“I’d give anything to be an author!” she cried.
“It’s a hard life,” he assured her. “We have to go about seeking inspiration from others.”
“Is that why you came to Hampton?”
“Well, not exactly. It’s a queer thing about inspiration, you only find it when you’re not looking for it.”
She missed the point of this remark, though his eyes were on her. They were not like Rolfe’s eyes, insinuating, possessive; they had the anomalistic quality, of being at once personal and impersonal, friendly, alight, evoking curiosity yet compelling trust.
“And you didn’t tell me,” he reproached her, “that you were at I.W.W. Headquarters.”
A desire for self-justification impelled her to exclaim: “You don’t believe in Syndicalism—and yet you’ve come here to feed these children!”
“Oh, I think I understand the strike,” he said.
“How? Have you seen it? Have you heard the arguments?”
“No. I’ve seen you. You’ve explained it.”
“To Mrs. Brocklehurst?”
“It wasn’t necessary,” he replied—and immediately added, in semi-serious apology: “I thought it was admirable, what you said. If she’d talked to a dozen syndicalist leaders, she couldn’t have had it put more clearly. Only I’m afraid she doesn’t know the truth when she hears it.”
“Now you’re making fun of me!”
“Indeed I’m not,” he protested.
“But I didn’t give any of the arguments, any of the—philosophy,” she pronounced the word hesitatingly. “I don’t understand it yet as well as I should.”

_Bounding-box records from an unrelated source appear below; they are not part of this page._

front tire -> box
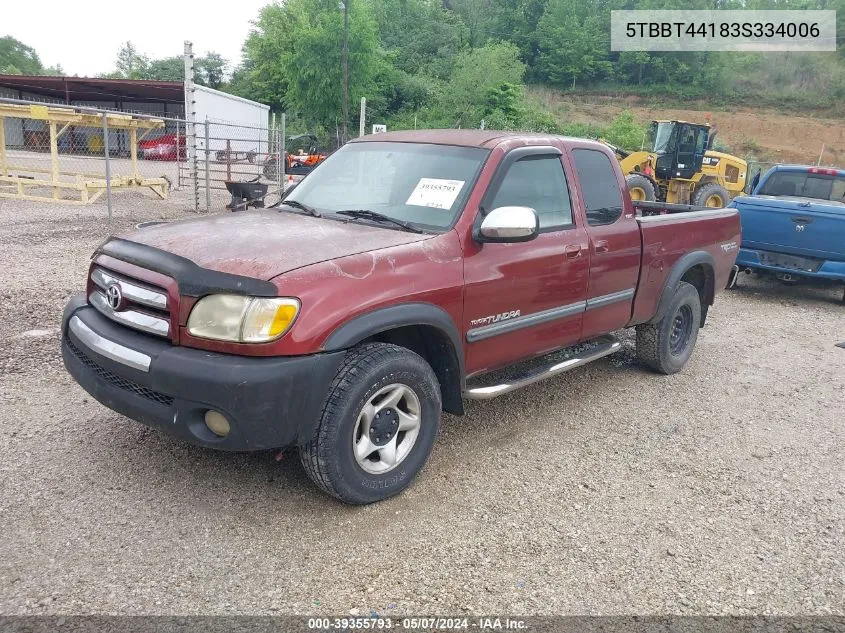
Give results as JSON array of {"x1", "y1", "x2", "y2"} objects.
[
  {"x1": 299, "y1": 343, "x2": 441, "y2": 505},
  {"x1": 637, "y1": 281, "x2": 701, "y2": 374}
]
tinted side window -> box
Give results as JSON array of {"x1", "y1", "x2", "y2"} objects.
[
  {"x1": 490, "y1": 156, "x2": 572, "y2": 230},
  {"x1": 572, "y1": 149, "x2": 622, "y2": 226}
]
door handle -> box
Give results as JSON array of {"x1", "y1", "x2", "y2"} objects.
[{"x1": 563, "y1": 244, "x2": 581, "y2": 259}]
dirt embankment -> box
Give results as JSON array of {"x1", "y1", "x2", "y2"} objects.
[{"x1": 532, "y1": 91, "x2": 845, "y2": 168}]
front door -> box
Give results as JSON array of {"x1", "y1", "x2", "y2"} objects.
[
  {"x1": 572, "y1": 146, "x2": 642, "y2": 339},
  {"x1": 463, "y1": 147, "x2": 590, "y2": 375}
]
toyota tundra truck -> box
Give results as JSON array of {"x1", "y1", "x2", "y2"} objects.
[{"x1": 61, "y1": 130, "x2": 740, "y2": 504}]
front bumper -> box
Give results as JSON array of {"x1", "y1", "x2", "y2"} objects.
[
  {"x1": 62, "y1": 295, "x2": 344, "y2": 451},
  {"x1": 736, "y1": 248, "x2": 845, "y2": 281}
]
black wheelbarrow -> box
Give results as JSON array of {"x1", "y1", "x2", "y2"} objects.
[{"x1": 226, "y1": 176, "x2": 267, "y2": 211}]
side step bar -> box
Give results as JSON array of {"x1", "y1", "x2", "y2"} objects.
[{"x1": 464, "y1": 336, "x2": 622, "y2": 400}]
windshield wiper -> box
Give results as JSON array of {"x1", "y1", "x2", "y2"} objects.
[
  {"x1": 335, "y1": 209, "x2": 424, "y2": 233},
  {"x1": 282, "y1": 200, "x2": 323, "y2": 218}
]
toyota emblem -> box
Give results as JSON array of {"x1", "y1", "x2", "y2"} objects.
[{"x1": 106, "y1": 284, "x2": 123, "y2": 311}]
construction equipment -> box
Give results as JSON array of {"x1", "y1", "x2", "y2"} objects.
[{"x1": 606, "y1": 121, "x2": 748, "y2": 208}]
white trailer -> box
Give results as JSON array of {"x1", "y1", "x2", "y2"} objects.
[{"x1": 194, "y1": 85, "x2": 270, "y2": 160}]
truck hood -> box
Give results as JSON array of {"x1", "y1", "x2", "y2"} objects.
[{"x1": 123, "y1": 210, "x2": 433, "y2": 280}]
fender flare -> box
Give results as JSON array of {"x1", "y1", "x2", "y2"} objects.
[
  {"x1": 647, "y1": 251, "x2": 716, "y2": 323},
  {"x1": 322, "y1": 302, "x2": 466, "y2": 388}
]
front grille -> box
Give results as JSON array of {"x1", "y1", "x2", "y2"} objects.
[
  {"x1": 65, "y1": 336, "x2": 173, "y2": 407},
  {"x1": 88, "y1": 266, "x2": 172, "y2": 338}
]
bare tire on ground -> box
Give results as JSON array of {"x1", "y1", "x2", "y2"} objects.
[
  {"x1": 692, "y1": 182, "x2": 731, "y2": 209},
  {"x1": 299, "y1": 343, "x2": 441, "y2": 505},
  {"x1": 625, "y1": 174, "x2": 657, "y2": 202},
  {"x1": 637, "y1": 281, "x2": 701, "y2": 374}
]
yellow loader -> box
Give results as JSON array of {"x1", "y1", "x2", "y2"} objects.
[{"x1": 607, "y1": 121, "x2": 748, "y2": 207}]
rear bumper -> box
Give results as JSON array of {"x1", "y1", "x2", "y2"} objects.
[
  {"x1": 62, "y1": 295, "x2": 343, "y2": 451},
  {"x1": 736, "y1": 248, "x2": 845, "y2": 282}
]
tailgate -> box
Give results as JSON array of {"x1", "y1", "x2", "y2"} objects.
[{"x1": 733, "y1": 196, "x2": 845, "y2": 261}]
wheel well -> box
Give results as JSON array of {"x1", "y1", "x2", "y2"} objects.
[
  {"x1": 361, "y1": 325, "x2": 464, "y2": 415},
  {"x1": 681, "y1": 264, "x2": 716, "y2": 327}
]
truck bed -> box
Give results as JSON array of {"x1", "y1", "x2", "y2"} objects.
[{"x1": 632, "y1": 202, "x2": 741, "y2": 324}]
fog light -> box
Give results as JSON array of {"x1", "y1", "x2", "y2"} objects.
[{"x1": 205, "y1": 411, "x2": 229, "y2": 437}]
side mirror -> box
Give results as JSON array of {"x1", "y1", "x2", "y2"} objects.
[{"x1": 474, "y1": 207, "x2": 540, "y2": 243}]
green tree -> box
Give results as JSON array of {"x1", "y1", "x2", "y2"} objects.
[
  {"x1": 439, "y1": 42, "x2": 525, "y2": 127},
  {"x1": 114, "y1": 42, "x2": 150, "y2": 79},
  {"x1": 232, "y1": 0, "x2": 379, "y2": 127},
  {"x1": 144, "y1": 56, "x2": 185, "y2": 81},
  {"x1": 373, "y1": 0, "x2": 463, "y2": 79},
  {"x1": 194, "y1": 52, "x2": 229, "y2": 88},
  {"x1": 537, "y1": 0, "x2": 612, "y2": 86},
  {"x1": 490, "y1": 0, "x2": 549, "y2": 79},
  {"x1": 0, "y1": 35, "x2": 44, "y2": 75}
]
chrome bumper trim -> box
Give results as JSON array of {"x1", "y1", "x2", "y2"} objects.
[
  {"x1": 91, "y1": 268, "x2": 167, "y2": 310},
  {"x1": 68, "y1": 316, "x2": 152, "y2": 371},
  {"x1": 88, "y1": 292, "x2": 170, "y2": 338}
]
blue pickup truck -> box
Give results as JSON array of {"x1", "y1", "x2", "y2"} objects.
[{"x1": 728, "y1": 165, "x2": 845, "y2": 301}]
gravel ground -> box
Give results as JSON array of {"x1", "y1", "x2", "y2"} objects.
[{"x1": 0, "y1": 194, "x2": 845, "y2": 616}]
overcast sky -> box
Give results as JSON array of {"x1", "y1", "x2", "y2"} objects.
[{"x1": 5, "y1": 0, "x2": 271, "y2": 76}]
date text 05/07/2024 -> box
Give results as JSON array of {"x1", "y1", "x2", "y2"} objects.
[{"x1": 308, "y1": 616, "x2": 528, "y2": 631}]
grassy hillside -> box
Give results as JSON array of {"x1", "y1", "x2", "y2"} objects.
[{"x1": 528, "y1": 87, "x2": 845, "y2": 167}]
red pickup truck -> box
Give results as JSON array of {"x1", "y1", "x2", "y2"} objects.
[{"x1": 62, "y1": 130, "x2": 740, "y2": 504}]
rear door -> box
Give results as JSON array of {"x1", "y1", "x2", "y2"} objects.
[
  {"x1": 570, "y1": 144, "x2": 642, "y2": 339},
  {"x1": 464, "y1": 146, "x2": 590, "y2": 374}
]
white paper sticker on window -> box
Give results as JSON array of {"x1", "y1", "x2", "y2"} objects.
[{"x1": 405, "y1": 178, "x2": 464, "y2": 209}]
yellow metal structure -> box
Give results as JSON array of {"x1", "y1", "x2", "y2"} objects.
[
  {"x1": 611, "y1": 121, "x2": 748, "y2": 207},
  {"x1": 0, "y1": 103, "x2": 170, "y2": 204}
]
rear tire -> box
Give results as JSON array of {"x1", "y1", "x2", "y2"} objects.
[
  {"x1": 625, "y1": 174, "x2": 657, "y2": 202},
  {"x1": 299, "y1": 343, "x2": 441, "y2": 505},
  {"x1": 692, "y1": 182, "x2": 731, "y2": 209},
  {"x1": 637, "y1": 281, "x2": 701, "y2": 374}
]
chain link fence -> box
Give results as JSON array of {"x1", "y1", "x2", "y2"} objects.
[{"x1": 0, "y1": 98, "x2": 294, "y2": 213}]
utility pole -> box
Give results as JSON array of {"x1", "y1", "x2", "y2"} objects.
[{"x1": 343, "y1": 0, "x2": 351, "y2": 143}]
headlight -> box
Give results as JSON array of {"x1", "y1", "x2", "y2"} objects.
[{"x1": 188, "y1": 295, "x2": 299, "y2": 343}]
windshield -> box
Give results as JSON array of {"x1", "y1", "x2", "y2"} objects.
[
  {"x1": 648, "y1": 121, "x2": 675, "y2": 154},
  {"x1": 287, "y1": 142, "x2": 489, "y2": 229},
  {"x1": 757, "y1": 171, "x2": 845, "y2": 202}
]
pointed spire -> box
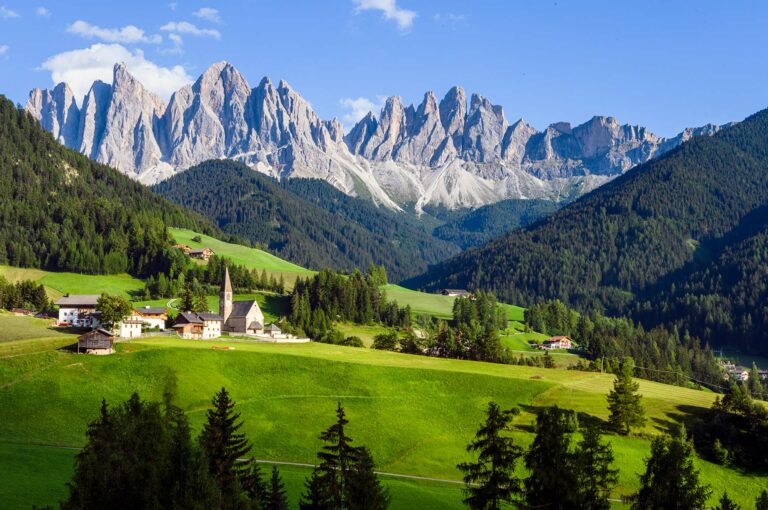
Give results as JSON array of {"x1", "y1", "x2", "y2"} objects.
[{"x1": 221, "y1": 267, "x2": 232, "y2": 293}]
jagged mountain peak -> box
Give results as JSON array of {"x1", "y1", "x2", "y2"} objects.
[{"x1": 26, "y1": 61, "x2": 732, "y2": 209}]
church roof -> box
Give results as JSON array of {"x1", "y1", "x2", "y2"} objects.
[
  {"x1": 229, "y1": 300, "x2": 259, "y2": 317},
  {"x1": 221, "y1": 267, "x2": 232, "y2": 292}
]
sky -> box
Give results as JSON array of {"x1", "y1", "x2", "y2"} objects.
[{"x1": 0, "y1": 0, "x2": 768, "y2": 136}]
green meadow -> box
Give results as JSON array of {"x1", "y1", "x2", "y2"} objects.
[{"x1": 0, "y1": 319, "x2": 768, "y2": 509}]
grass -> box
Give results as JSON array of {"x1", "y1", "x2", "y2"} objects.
[
  {"x1": 384, "y1": 284, "x2": 525, "y2": 322},
  {"x1": 0, "y1": 338, "x2": 768, "y2": 509},
  {"x1": 168, "y1": 228, "x2": 315, "y2": 286},
  {"x1": 0, "y1": 266, "x2": 144, "y2": 300}
]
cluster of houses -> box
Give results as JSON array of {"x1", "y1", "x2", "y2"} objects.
[
  {"x1": 55, "y1": 269, "x2": 300, "y2": 354},
  {"x1": 173, "y1": 244, "x2": 216, "y2": 261},
  {"x1": 538, "y1": 336, "x2": 573, "y2": 351}
]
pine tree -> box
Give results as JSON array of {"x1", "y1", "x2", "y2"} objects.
[
  {"x1": 715, "y1": 491, "x2": 741, "y2": 510},
  {"x1": 631, "y1": 428, "x2": 712, "y2": 510},
  {"x1": 347, "y1": 447, "x2": 390, "y2": 510},
  {"x1": 200, "y1": 388, "x2": 251, "y2": 494},
  {"x1": 524, "y1": 406, "x2": 578, "y2": 510},
  {"x1": 457, "y1": 402, "x2": 523, "y2": 510},
  {"x1": 755, "y1": 489, "x2": 768, "y2": 510},
  {"x1": 574, "y1": 425, "x2": 619, "y2": 510},
  {"x1": 265, "y1": 466, "x2": 288, "y2": 510},
  {"x1": 608, "y1": 358, "x2": 645, "y2": 435}
]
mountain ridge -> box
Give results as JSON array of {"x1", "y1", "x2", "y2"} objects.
[{"x1": 26, "y1": 61, "x2": 720, "y2": 211}]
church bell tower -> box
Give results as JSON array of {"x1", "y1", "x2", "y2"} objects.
[{"x1": 219, "y1": 268, "x2": 232, "y2": 326}]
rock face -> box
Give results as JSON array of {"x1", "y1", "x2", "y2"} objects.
[{"x1": 26, "y1": 62, "x2": 720, "y2": 209}]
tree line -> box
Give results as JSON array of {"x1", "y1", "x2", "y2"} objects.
[
  {"x1": 0, "y1": 97, "x2": 219, "y2": 277},
  {"x1": 60, "y1": 384, "x2": 389, "y2": 510},
  {"x1": 525, "y1": 300, "x2": 723, "y2": 390}
]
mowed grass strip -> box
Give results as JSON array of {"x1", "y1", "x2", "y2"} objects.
[{"x1": 0, "y1": 266, "x2": 144, "y2": 300}]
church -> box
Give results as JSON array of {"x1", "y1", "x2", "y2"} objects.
[{"x1": 219, "y1": 268, "x2": 264, "y2": 335}]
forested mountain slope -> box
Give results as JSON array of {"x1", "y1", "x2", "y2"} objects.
[
  {"x1": 0, "y1": 96, "x2": 220, "y2": 276},
  {"x1": 433, "y1": 198, "x2": 561, "y2": 249},
  {"x1": 152, "y1": 160, "x2": 458, "y2": 280},
  {"x1": 409, "y1": 107, "x2": 768, "y2": 348}
]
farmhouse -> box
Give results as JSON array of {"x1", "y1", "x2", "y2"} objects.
[
  {"x1": 77, "y1": 328, "x2": 115, "y2": 354},
  {"x1": 442, "y1": 289, "x2": 472, "y2": 297},
  {"x1": 134, "y1": 306, "x2": 168, "y2": 329},
  {"x1": 189, "y1": 248, "x2": 215, "y2": 260},
  {"x1": 173, "y1": 312, "x2": 223, "y2": 340},
  {"x1": 54, "y1": 294, "x2": 100, "y2": 328},
  {"x1": 219, "y1": 268, "x2": 264, "y2": 335},
  {"x1": 541, "y1": 336, "x2": 573, "y2": 350}
]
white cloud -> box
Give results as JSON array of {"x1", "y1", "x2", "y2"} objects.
[
  {"x1": 192, "y1": 7, "x2": 221, "y2": 23},
  {"x1": 0, "y1": 5, "x2": 19, "y2": 19},
  {"x1": 352, "y1": 0, "x2": 417, "y2": 30},
  {"x1": 339, "y1": 96, "x2": 385, "y2": 132},
  {"x1": 67, "y1": 20, "x2": 163, "y2": 44},
  {"x1": 158, "y1": 34, "x2": 184, "y2": 55},
  {"x1": 40, "y1": 44, "x2": 192, "y2": 100},
  {"x1": 160, "y1": 21, "x2": 221, "y2": 39}
]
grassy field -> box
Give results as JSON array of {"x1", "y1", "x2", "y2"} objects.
[
  {"x1": 0, "y1": 328, "x2": 768, "y2": 509},
  {"x1": 0, "y1": 266, "x2": 144, "y2": 300},
  {"x1": 384, "y1": 284, "x2": 524, "y2": 322},
  {"x1": 168, "y1": 228, "x2": 315, "y2": 286}
]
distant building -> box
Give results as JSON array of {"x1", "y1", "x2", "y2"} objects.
[
  {"x1": 541, "y1": 336, "x2": 573, "y2": 350},
  {"x1": 77, "y1": 329, "x2": 115, "y2": 354},
  {"x1": 219, "y1": 268, "x2": 264, "y2": 335},
  {"x1": 134, "y1": 306, "x2": 168, "y2": 329},
  {"x1": 441, "y1": 289, "x2": 472, "y2": 297},
  {"x1": 189, "y1": 248, "x2": 215, "y2": 260},
  {"x1": 173, "y1": 312, "x2": 223, "y2": 340},
  {"x1": 54, "y1": 294, "x2": 101, "y2": 328}
]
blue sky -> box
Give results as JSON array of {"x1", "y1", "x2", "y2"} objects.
[{"x1": 0, "y1": 0, "x2": 768, "y2": 136}]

“You are it,” he said. “It’s not always easy to understand what we are —it’s generally after we’ve become something else that we comprehend what we have been.”
And while she was pondering over this one of the ladies who had been waiting on the table came toward Insall.
“The children have finished, Brooks,” she informed him. “It’s time to let in the others.”
Insall turned to Janet. “This is Miss Bumpus—and this is Mrs. Maturin,” he said. “Mrs. Maturin lives in Silliston.”
The greeting of this lady differed from that of Mrs. Brocklehurst. She, too, took Janet’s hand.
“Have you come to help us?” she asked.
And Janet said: “Oh, I’d like to, but I have other work.”
“Come in and see us again,” said Insall, and Janet, promising, took her leave....
“Who is she, Brooks?” Mrs. Maturin asked, when Janet had gone.
“Well,” he answered, “I don’t know. What does it matter?”
Mrs. Maturin smiled.
“I should say that it did matter,” she replied. “But there’s something unusual about her—where did you find her?”
“She found me.” And Insall explained. “She was a stenographer, it seems, but now she’s enlisted heart and soul with the syndicalists,” he added.
“A history?” Mrs. Maturin queried. “Well, I needn’t ask—it’s written on her face.”